Firefly

Back to Batman: Arkham Origins, the Firefly fight is horrible enough to merit calling out individually. Almost everything I complained about previously is present in one fight, which is kind of impressive in terms of developer mistakes.

This fight is the one each game feels the need to have where you do not use your standard mechanics. It is neither a combat nor a predator challenge; it is a gadget challenge. Cute, fine, although it is effectively a poor echo of Clayface. Because this is the only fight of its type, it comes in the latter half of the game but still plays like a tutorial. Every single button click you need pops up on the screen. Double-click 5! Double-click 1! More! Double-space to dodge! Double-click 2! More spaces! Congratulations, another boss fight reduced to a quicktime event.

Has there ever been a time when quicktime events were good design? Didn’t we get enough by the end of Dragon’s Lair back in 1983? If your boss fight design makes worse use of a thirty-year-old design, you are not advancing the franchise. (Firefly’s cut scenes also include pure quicktime events, which are of course equally lousy and lazy as game design.)
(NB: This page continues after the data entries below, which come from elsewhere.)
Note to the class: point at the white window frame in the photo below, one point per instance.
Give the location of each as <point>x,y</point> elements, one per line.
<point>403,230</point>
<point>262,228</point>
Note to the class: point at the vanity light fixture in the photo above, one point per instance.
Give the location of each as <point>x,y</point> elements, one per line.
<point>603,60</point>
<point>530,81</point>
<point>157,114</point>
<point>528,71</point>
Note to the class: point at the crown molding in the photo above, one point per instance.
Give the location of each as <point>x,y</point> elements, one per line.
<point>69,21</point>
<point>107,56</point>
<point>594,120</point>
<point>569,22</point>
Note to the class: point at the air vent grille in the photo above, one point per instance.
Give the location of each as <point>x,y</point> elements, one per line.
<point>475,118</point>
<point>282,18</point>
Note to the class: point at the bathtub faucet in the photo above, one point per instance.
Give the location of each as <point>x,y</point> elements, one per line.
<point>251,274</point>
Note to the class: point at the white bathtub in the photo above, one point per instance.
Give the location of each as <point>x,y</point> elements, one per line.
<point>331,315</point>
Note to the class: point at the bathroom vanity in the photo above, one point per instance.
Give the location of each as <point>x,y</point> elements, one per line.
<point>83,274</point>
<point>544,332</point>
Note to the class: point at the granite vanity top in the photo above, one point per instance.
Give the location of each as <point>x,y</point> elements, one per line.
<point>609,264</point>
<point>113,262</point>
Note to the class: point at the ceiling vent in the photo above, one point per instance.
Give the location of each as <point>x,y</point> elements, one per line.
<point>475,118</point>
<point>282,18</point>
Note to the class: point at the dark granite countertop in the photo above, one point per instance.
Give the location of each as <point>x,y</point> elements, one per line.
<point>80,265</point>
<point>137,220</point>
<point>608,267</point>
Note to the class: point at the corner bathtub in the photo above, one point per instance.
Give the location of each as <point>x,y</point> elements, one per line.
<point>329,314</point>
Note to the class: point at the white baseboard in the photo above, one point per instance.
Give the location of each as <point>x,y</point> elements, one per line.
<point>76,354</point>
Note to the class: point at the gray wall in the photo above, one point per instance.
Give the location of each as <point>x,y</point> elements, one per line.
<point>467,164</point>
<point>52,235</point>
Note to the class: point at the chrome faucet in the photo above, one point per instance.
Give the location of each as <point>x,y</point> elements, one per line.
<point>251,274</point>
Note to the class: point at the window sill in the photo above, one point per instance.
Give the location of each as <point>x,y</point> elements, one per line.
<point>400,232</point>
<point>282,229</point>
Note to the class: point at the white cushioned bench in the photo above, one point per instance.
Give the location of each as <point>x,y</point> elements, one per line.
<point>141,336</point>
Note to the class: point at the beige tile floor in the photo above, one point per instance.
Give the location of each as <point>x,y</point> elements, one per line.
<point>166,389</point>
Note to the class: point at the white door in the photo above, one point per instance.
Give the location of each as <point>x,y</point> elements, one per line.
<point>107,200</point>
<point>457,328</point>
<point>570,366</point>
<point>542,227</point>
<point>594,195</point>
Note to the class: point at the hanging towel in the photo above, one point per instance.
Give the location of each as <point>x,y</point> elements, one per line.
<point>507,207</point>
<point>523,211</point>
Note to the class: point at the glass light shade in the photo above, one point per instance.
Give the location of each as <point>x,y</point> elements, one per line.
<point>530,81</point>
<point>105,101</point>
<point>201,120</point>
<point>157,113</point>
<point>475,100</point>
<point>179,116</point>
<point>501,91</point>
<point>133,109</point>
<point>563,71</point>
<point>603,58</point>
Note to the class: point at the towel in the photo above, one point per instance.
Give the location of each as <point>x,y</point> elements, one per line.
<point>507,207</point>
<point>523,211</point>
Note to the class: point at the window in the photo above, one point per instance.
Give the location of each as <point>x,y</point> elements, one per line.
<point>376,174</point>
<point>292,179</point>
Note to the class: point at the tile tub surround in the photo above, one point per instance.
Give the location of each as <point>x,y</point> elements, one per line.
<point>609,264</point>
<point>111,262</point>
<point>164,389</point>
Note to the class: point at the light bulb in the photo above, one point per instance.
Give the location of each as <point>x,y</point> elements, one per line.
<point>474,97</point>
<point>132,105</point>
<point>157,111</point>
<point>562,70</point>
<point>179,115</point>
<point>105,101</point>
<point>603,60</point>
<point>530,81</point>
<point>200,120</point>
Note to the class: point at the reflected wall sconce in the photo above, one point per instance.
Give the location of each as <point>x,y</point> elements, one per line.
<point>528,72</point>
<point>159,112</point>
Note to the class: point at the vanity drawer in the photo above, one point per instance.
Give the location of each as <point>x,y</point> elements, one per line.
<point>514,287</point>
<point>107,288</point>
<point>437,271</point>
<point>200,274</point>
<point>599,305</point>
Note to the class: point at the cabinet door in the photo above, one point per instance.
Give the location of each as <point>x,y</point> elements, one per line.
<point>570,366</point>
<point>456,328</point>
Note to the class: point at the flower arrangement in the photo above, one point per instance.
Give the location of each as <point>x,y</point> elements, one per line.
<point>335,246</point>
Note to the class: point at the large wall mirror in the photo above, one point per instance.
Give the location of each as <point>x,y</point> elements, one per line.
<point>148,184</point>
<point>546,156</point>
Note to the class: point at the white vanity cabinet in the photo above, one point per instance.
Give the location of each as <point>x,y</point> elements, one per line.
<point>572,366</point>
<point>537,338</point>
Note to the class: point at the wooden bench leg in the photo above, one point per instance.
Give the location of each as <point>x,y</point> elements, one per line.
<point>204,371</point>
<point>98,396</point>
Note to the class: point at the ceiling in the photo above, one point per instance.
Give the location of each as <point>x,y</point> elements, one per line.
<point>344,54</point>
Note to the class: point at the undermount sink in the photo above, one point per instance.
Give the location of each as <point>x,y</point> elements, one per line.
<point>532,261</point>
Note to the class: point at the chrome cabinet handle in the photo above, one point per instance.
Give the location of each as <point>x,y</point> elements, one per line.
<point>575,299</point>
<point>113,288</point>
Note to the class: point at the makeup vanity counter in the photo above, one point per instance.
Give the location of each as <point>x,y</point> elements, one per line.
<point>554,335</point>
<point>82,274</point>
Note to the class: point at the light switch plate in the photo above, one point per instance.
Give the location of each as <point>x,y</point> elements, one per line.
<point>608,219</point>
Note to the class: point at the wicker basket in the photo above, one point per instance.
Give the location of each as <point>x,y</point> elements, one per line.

As with the other fights in the game, the timing and/or implementation of the tutorial pop-ups is off, so following the directions on the screen can get you killed. Firefly throws bombs. If you paralyze him while he does so, the camera goes to a close-up, a mini cut scene between pressing 5 and 1. The bombs are still there, all around you, and you cannot dodge during a cut scene. You just take damage off-screen. As noted last time, this sort of thing is still in the game after several major bug-fixing patches.

Ah, but the fight is in phases, even if the phases are exactly the same. (Should we pause on that one? You get several identical servings of the above in one fight.) In between, you get to move to a new fight area. For some reason, the game switches to pure third person for that, like in the Mad Hatter’s scenes. This lets Firefly also repeat every problem there, including having the camera move so that you need to change directions on the keyboard to keep going in the same direction on the screen, along with the chance to fall off a cliff because the camera moved while you were moving.

To bring it all together, the game combines all of these issues. While moving in third person, the camera then moves to look at an obstacle (instead of showing Batman) and brings up a tutorial pop-up in case you forgot how the movement controls work. Then the camera moves again while you are navigating that obstacle, has part of a cut scene, and you need to keep moving because everything is on fire.

Finally, navigating the area invokes my old friend “annoyingly linear.” You are the Batman, with a huge number of tools and tricks available, including several specifically for navigating vertical and horizontal distances. There could hardly be a better setting for Batman or Spider-Man’s grappling, swinging, leaping, and gliding movement than a damaged bridge with struts and bars available at all angles. There is, of course, only one path through it. Your grappling hook may be able to reach the top of a building from the ground, but it cannot reach across the 10-meter gap unless you cross a beam, use another gadget, and jump to a different angle. You are in an area with so much open air that you will be fighting a flying opponent, but there is only one path through it.

It is not only that the design decisions are poor and derivative. They are also poorly executed.